Depiction of pelvic fractures using 3D volumetric holography: comparison of plain X-ray and CT.

Abstract

The goal of this study was to demonstrate the feasibility and test the diagnostic performance of a new technology, 3D volumetric holography, for imaging pelvic fractures. The management of pelvic fractures may be complex, and advanced imaging studies such as CT are frequently indicated. Multiplanar CT reformations and 3D renderings provide clinically useful and complementary display of the directly acquired CT data. With the recent availability of volumetric multiple exposure holograms, produced from serial image data, it is now possible to produce true 3D images of the pelvis. In the hologram, one may view the CT data in 3D or as individual planar slices constituting the whole 3D pelvis. The diagnostic performance of the volumetric multiple exposure holograms was tested against routine radiography, CT, and 3D volumetric CT reconstructions.
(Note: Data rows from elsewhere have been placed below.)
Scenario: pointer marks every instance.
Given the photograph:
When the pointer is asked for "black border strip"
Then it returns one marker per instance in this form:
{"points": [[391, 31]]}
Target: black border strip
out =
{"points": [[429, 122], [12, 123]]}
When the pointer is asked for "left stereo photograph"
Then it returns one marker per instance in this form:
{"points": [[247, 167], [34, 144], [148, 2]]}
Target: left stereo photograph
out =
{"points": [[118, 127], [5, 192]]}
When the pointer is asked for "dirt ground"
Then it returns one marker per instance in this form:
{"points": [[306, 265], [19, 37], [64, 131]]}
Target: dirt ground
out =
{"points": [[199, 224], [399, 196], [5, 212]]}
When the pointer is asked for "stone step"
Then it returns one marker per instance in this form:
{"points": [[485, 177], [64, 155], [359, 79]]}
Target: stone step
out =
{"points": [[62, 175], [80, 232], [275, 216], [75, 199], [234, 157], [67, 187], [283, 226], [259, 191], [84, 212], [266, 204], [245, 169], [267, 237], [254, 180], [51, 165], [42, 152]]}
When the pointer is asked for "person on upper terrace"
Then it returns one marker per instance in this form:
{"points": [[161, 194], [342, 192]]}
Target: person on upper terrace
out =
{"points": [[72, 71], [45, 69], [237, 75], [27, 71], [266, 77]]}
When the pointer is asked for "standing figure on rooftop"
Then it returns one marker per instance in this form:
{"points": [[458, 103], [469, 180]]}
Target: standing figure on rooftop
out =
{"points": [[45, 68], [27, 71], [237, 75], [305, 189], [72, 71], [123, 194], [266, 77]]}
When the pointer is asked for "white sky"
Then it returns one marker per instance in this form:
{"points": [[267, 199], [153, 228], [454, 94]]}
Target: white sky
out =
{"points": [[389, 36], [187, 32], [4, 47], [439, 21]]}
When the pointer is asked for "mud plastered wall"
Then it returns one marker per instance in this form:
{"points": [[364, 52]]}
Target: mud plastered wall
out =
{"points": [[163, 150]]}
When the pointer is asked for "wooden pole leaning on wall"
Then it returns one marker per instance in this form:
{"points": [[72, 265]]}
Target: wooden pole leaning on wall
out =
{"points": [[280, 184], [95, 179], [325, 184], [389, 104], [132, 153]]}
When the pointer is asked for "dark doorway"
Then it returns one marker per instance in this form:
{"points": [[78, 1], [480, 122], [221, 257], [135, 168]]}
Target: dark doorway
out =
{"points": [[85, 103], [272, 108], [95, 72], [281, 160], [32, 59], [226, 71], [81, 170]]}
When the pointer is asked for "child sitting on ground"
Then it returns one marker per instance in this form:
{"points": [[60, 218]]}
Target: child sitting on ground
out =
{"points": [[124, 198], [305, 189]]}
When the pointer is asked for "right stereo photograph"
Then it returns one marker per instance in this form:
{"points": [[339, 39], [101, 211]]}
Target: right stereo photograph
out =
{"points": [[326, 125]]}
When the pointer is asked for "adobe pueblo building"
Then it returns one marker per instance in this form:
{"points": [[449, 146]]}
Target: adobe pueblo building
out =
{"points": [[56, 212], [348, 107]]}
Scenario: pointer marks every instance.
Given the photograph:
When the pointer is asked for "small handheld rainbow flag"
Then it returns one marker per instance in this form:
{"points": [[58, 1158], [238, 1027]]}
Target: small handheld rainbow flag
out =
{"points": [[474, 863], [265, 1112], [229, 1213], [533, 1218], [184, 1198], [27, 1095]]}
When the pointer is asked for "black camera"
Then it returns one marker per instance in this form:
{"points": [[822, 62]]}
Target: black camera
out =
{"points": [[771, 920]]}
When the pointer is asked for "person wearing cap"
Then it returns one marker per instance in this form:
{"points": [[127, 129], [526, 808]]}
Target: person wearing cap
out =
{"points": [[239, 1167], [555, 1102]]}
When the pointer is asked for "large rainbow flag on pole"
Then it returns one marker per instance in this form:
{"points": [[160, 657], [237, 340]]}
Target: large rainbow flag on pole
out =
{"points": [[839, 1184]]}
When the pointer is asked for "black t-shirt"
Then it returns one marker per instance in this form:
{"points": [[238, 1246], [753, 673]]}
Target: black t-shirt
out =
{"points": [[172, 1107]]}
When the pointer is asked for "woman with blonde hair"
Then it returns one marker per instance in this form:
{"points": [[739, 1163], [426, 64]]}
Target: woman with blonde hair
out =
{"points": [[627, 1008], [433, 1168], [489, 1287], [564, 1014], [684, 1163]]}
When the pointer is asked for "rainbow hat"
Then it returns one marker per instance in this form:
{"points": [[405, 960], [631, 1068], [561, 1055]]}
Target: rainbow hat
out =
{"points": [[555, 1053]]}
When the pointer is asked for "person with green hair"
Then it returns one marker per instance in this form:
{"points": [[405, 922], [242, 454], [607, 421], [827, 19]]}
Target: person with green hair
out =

Routine radiography and CT were performed in 15 patients with suspected pelvic fractures. Volumetric multiple exposure holograms and 3D volumetric CT reconstructions were created from the CT data. Axial and multiplanar reformation CT images were used as the standard for fracture, diastasis, and intraarticular fragment detection. Radiograms detected 39 of 50 of the fractures and diastases and no intraarticular fragments. The 3D CT reconstructions and the holograms viewed as 3D objects alone missed two small fractures of the anterior column and one hip with intraarticular bone fragments. When the volumetric multiple exposure holograms were viewed as a 3D object and as individual planar slices constituting the whole, their results were the same as the standard. Volumetric multiple exposure holograms were as sensitive and specific as axial CT and multiplanar reformations in detecting fracture pathology. By containing and making available, from one image, both planar and 3D information, volumetric multiple exposure holograms detected subtle anatomical features that were hidden by overlapping structures in the radiographs and the 3D CT images.